The junk-food addict
You eat whatever you want because running burns it off

It's surprising how many runners use running as a convenient excuse to justify their junk food habit. Unwilling to change, they happily exist on a diet of fast foods and ready meals supplemented by snacks of crisps, sweets and biscuits. While running burns a lot of calories, it's easy to underestimate your calorie influx from all that processed grub and end up with a bit of a calorie overdraft. A Pizza Hut individual margherita pan pizza with garlic bread stacks up 1,264kcal, equivalent to two hours and 12 minutes of running for a 70kg person, a KFC chicken fillet burger and fries is 738kcal (one hour and 18 minutes of running), and a Snickers bar is 311kcal (33 minutes).
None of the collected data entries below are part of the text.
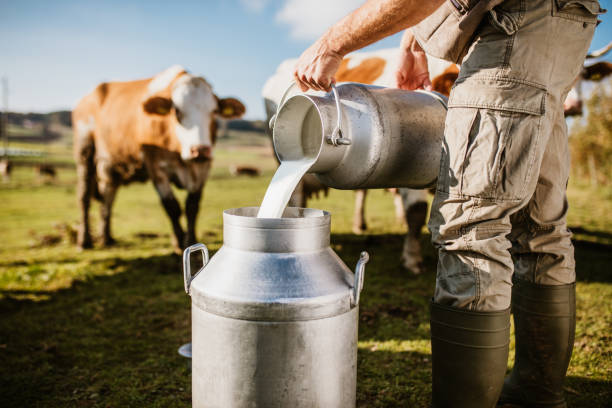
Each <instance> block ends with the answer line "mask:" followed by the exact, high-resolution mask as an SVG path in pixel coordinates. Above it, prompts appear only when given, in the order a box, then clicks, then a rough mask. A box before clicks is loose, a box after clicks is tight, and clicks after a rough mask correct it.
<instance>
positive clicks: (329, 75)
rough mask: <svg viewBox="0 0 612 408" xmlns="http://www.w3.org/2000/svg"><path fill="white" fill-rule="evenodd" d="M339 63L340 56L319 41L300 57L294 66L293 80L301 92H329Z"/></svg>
mask: <svg viewBox="0 0 612 408" xmlns="http://www.w3.org/2000/svg"><path fill="white" fill-rule="evenodd" d="M340 62H342V55H340V54H339V53H337V52H334V51H332V50H330V49H329V47H328V46H327V45H326V44H325V42H324V41H322V40H319V41H317V42H315V43H314V44H313V45H311V46H310V48H308V49H307V50H306V51H304V53H302V55H301V56H300V59H299V60H298V62H297V64H296V66H295V72H294V76H295V80H296V82H297V84H298V85H299V87H300V89H301V90H302V92H306V91H307V90H308V89H316V90H318V91H327V92H329V91H330V90H331V85H332V83H333V82H334V75H336V71H338V67H340Z"/></svg>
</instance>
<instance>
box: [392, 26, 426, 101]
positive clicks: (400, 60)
mask: <svg viewBox="0 0 612 408" xmlns="http://www.w3.org/2000/svg"><path fill="white" fill-rule="evenodd" d="M395 82H396V86H397V87H398V88H400V89H406V90H408V91H412V90H414V89H427V90H431V80H430V79H429V67H428V65H427V55H425V51H423V49H422V48H421V46H420V45H419V43H418V42H417V40H416V39H415V38H414V35H412V32H410V30H406V32H405V33H404V35H403V36H402V42H401V44H400V57H399V59H398V66H397V71H396V72H395Z"/></svg>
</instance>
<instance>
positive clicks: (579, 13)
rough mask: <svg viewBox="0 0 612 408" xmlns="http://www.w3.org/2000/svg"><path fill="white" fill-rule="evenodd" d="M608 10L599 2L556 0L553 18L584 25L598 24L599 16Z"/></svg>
mask: <svg viewBox="0 0 612 408" xmlns="http://www.w3.org/2000/svg"><path fill="white" fill-rule="evenodd" d="M605 12H606V10H604V9H602V8H601V7H600V6H599V2H598V1H597V0H554V5H553V16H556V17H561V18H567V19H569V20H574V21H580V22H583V23H592V24H595V23H597V16H599V15H600V14H603V13H605Z"/></svg>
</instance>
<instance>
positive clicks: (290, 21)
mask: <svg viewBox="0 0 612 408" xmlns="http://www.w3.org/2000/svg"><path fill="white" fill-rule="evenodd" d="M363 3H364V1H363V0H286V1H285V4H284V5H283V7H282V8H281V9H280V10H279V12H278V13H277V14H276V21H277V22H279V23H283V24H287V25H289V29H290V34H291V37H293V38H294V39H296V40H306V41H312V40H315V39H317V38H318V37H319V36H321V34H323V33H324V32H325V30H327V29H328V28H329V27H330V26H332V25H333V24H334V23H335V22H336V21H338V20H340V19H341V18H342V17H344V16H345V15H347V14H348V13H350V12H351V11H353V10H355V9H356V8H358V7H359V6H360V5H361V4H363Z"/></svg>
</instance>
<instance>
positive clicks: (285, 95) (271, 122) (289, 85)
mask: <svg viewBox="0 0 612 408" xmlns="http://www.w3.org/2000/svg"><path fill="white" fill-rule="evenodd" d="M296 85H297V82H295V81H291V83H290V84H289V86H288V87H287V89H285V92H283V96H282V97H281V100H280V102H279V103H278V106H277V107H276V113H274V115H272V117H271V118H270V122H269V123H268V127H269V128H270V131H272V130H274V126H276V118H277V116H278V111H280V107H281V106H283V103H285V99H287V95H289V91H290V90H292V89H293V87H294V86H296Z"/></svg>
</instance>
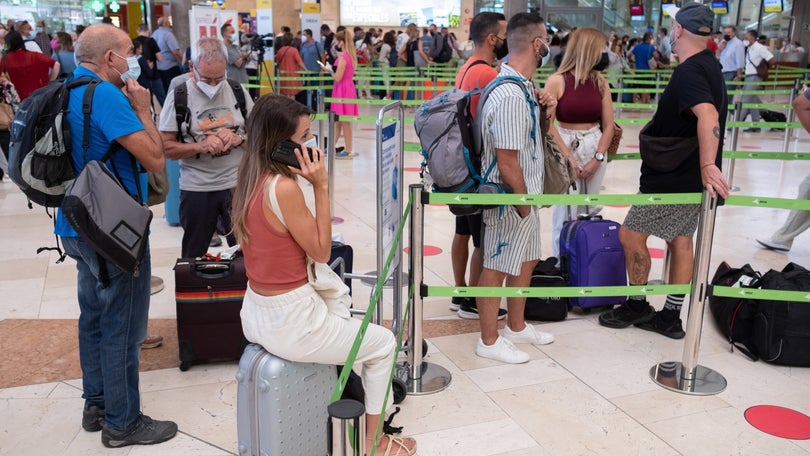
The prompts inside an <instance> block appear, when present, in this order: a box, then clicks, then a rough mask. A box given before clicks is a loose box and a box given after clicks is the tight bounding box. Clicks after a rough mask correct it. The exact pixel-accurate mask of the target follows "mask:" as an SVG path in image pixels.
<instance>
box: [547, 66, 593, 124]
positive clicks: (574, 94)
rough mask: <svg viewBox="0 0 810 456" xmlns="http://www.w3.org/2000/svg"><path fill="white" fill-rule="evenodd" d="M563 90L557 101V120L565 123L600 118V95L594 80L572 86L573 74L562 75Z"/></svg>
mask: <svg viewBox="0 0 810 456" xmlns="http://www.w3.org/2000/svg"><path fill="white" fill-rule="evenodd" d="M563 81H565V90H564V91H563V96H562V97H561V98H560V99H559V100H558V101H557V120H559V121H560V122H565V123H594V122H599V119H601V118H602V95H601V94H600V93H599V85H598V83H597V82H596V81H587V82H585V83H584V84H578V85H577V87H576V88H574V75H573V74H572V73H570V72H568V73H565V74H564V75H563Z"/></svg>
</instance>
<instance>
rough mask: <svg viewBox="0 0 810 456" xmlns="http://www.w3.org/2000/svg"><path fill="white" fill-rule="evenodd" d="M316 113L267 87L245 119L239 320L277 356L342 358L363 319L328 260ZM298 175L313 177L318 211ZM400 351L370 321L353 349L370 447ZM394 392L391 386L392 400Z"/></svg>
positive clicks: (240, 233)
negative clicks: (314, 122) (310, 203)
mask: <svg viewBox="0 0 810 456" xmlns="http://www.w3.org/2000/svg"><path fill="white" fill-rule="evenodd" d="M311 115H312V113H311V111H309V109H307V107H306V106H304V105H301V104H299V103H297V102H296V101H295V100H292V99H289V98H286V97H282V96H277V95H265V96H263V97H261V98H259V100H258V101H257V102H256V104H255V106H254V107H253V110H252V111H251V114H250V116H249V117H248V119H247V124H246V131H248V132H250V134H249V137H248V139H247V149H246V151H245V155H244V157H243V158H242V162H241V164H240V165H239V174H238V177H237V183H236V189H235V191H234V196H233V209H232V214H231V216H232V220H233V230H234V234H235V235H236V238H237V240H238V241H239V243H240V245H241V246H242V251H243V252H244V256H245V269H246V270H247V276H248V288H247V292H246V293H245V299H244V303H243V305H242V312H241V317H242V328H243V330H244V332H245V337H246V338H247V339H248V340H249V341H251V342H255V343H258V344H260V345H262V346H263V347H264V348H265V349H266V350H267V351H269V352H271V353H273V354H274V355H276V356H280V357H282V358H285V359H288V360H290V361H296V362H313V363H321V364H342V363H343V362H345V360H346V358H347V356H348V354H349V350H350V349H351V346H352V344H353V342H354V339H355V336H356V335H357V332H358V330H359V329H360V323H361V322H360V320H357V319H354V318H352V317H351V315H350V314H349V304H350V303H351V298H350V296H349V289H348V287H347V286H346V285H345V284H344V283H343V281H342V280H341V279H340V278H339V277H338V276H337V275H336V274H335V273H334V272H332V270H331V269H329V267H328V266H326V265H325V264H324V263H325V262H326V261H328V260H329V256H330V252H331V247H332V220H331V214H330V213H329V189H328V184H327V182H328V177H327V173H326V168H325V167H324V154H323V152H322V151H321V150H320V149H317V148H315V146H316V141H315V138H314V136H313V135H312V133H310V116H311ZM301 150H306V151H307V152H306V153H303V154H302V153H301ZM298 176H301V177H303V178H304V179H305V180H306V181H308V182H309V183H310V184H312V189H313V191H314V193H315V215H314V216H313V214H312V212H310V210H309V208H308V207H307V204H306V203H305V200H304V193H303V191H302V189H301V187H300V186H299V185H298V181H297V178H298ZM395 351H396V342H395V340H394V336H393V334H392V333H391V331H389V330H387V329H385V328H383V327H382V326H378V325H373V324H372V325H369V327H368V329H367V331H366V334H365V337H364V338H363V343H362V344H361V346H360V351H359V352H358V354H357V361H358V362H362V363H363V371H362V374H361V377H362V379H363V386H364V387H365V392H366V403H365V406H366V411H367V412H368V414H367V415H366V429H367V431H366V438H367V445H366V447H367V448H368V449H369V450H368V451H369V453H370V448H371V445H372V444H373V441H374V435H375V433H376V431H377V425H378V423H379V421H380V411H381V410H383V401H384V398H385V395H386V393H388V392H389V390H390V388H391V383H390V378H391V377H390V374H391V369H392V366H393V361H394V356H395ZM392 397H393V395H392V394H390V393H389V403H388V404H385V405H386V406H388V405H390V400H391V398H392ZM415 451H416V442H415V441H414V440H413V439H412V438H400V437H394V436H390V435H383V436H381V437H380V439H379V442H378V445H377V452H376V454H379V455H385V456H404V455H412V454H414V453H415Z"/></svg>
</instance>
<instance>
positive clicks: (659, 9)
mask: <svg viewBox="0 0 810 456" xmlns="http://www.w3.org/2000/svg"><path fill="white" fill-rule="evenodd" d="M687 1H691V0H475V12H476V13H478V12H480V11H498V12H504V11H514V10H513V9H512V8H510V7H509V6H510V5H514V3H512V2H518V4H525V11H531V12H536V13H539V14H541V15H543V16H545V17H546V18H548V19H549V20H550V22H551V23H552V25H553V26H555V27H557V26H559V28H560V29H562V30H565V29H566V28H568V29H570V28H571V27H575V26H579V27H584V26H588V27H596V28H599V29H601V30H603V31H604V32H605V34H608V33H610V32H611V31H615V32H616V34H617V35H619V36H621V35H629V36H631V37H640V36H641V35H642V34H643V33H644V32H645V31H647V30H656V29H657V28H658V27H662V26H663V27H667V28H671V25H672V19H671V18H669V17H666V16H663V12H662V10H661V4H662V3H676V4H678V5H681V6H682V5H683V4H684V3H685V2H687ZM797 1H810V0H781V9H782V11H771V10H772V9H778V4H779V0H728V9H729V11H728V13H727V14H722V15H718V16H717V19H716V22H715V23H716V26H717V27H716V28H717V29H720V28H721V27H722V26H723V25H727V24H732V25H735V26H737V28H738V29H739V30H757V31H758V32H759V33H760V34H764V35H767V37H768V44H769V45H771V44H772V48H773V49H774V50H778V48H779V42H780V38H787V36H788V35H789V34H790V30H791V27H795V25H794V24H793V23H792V22H791V20H792V18H791V16H792V14H793V4H794V3H795V2H797ZM524 2H525V3H524ZM704 3H706V4H709V5H710V4H711V0H704ZM520 9H523V7H521V8H520ZM631 11H632V12H633V14H631ZM578 14H581V16H578ZM805 22H806V21H805ZM771 39H773V43H771Z"/></svg>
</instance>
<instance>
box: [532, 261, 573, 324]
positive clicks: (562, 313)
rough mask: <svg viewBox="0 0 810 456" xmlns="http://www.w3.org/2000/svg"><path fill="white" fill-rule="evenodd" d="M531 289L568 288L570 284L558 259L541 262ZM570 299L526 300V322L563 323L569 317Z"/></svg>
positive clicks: (537, 266)
mask: <svg viewBox="0 0 810 456" xmlns="http://www.w3.org/2000/svg"><path fill="white" fill-rule="evenodd" d="M530 286H531V287H533V288H534V287H567V286H568V283H567V282H566V281H565V279H564V278H563V276H562V273H561V272H560V268H558V267H557V258H555V257H551V258H548V259H546V260H540V261H539V262H538V263H537V266H535V267H534V271H532V281H531V284H530ZM569 307H570V306H569V303H568V298H561V297H549V298H526V308H525V309H524V311H523V316H524V318H525V319H526V320H534V321H562V320H565V318H566V317H567V316H568V309H569Z"/></svg>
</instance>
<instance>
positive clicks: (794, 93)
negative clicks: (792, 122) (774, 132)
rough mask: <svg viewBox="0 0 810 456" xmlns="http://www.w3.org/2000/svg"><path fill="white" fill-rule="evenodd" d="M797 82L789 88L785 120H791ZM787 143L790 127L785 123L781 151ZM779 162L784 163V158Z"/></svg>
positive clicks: (782, 163)
mask: <svg viewBox="0 0 810 456" xmlns="http://www.w3.org/2000/svg"><path fill="white" fill-rule="evenodd" d="M797 84H798V81H797V83H796V84H794V85H793V87H791V88H790V98H789V99H788V106H790V107H789V108H788V113H787V116H786V120H787V121H788V122H793V100H794V99H795V98H796V91H797V87H796V85H797ZM789 143H790V128H789V127H788V126H787V125H785V138H784V140H783V141H782V152H787V150H788V146H789ZM781 163H782V164H783V165H784V163H785V162H784V160H782V161H781Z"/></svg>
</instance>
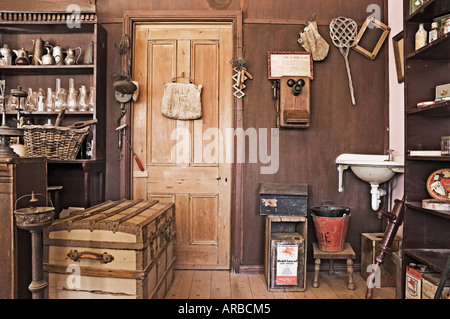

These foods are calorie dense, loaded in salt and unhealthy (saturated and trans) fats, and low in fibre, which not only damages your health but also accustoms your taste buds to the taste of processed foods. The odd chocolate bar or burger is fine but a junk-food loaded diet cannot provide all the important vitamins, minerals and fibre to fuel runs and promote recovery.

Change your ways

  • Breaking a junk-food habit is difficult – try to limit yourself to one junk-food item a day.
  • If you do have a junk-food meal, make it healthier by adding a salad, a serving of vegetables or a bowl of fresh fruit.
  • Swap snacks high in fat, sugar and salt for healthy but delicious alternatives – try dried apricots or mango for a sweet fix; a handful of peanuts for a salty fix or a chicken tikka toasted deli sandwich instead of a Big Mac.

The pill popper
You pop vitamin pills and just about anything else that promises to make you run faster

A multivitamin supplement may top up low levels in your diet and give you peace of mind but there's no evidence that mega-doses will make you run faster. In fact, high doses of certain supplements (including chromium, vitamins A, C, D and B6, and iron) taken long-term can do more harm than good and lead to imbalances in the body. Claims for many supplements promoted to athletes, such as bee pollen, ginseng, and carnitine are not supported by scientific evidence so you could be wasting your money. Aim to obtain your vitamins and minerals from food and regard supplements as a safety net.

Change your ways

  • Popping a pill can't erase all the effects of a poor diet – re-assess your diet and aim to eat at least five portions of fruit and vegetables daily, plenty of wholegrains as well as at least one source of healthy fats daily.
  • If you want to take a multivitamin/mineral supplement pick one that contains at least 23 vitamins and minerals, 100-200 per cent of the RDA for the B-vitamins and vitamin C, no more than 100 per cent of the RDA for vitamins A and D and the minerals.
  • An antioxidant supplement may promote faster recovery during periods of intense training.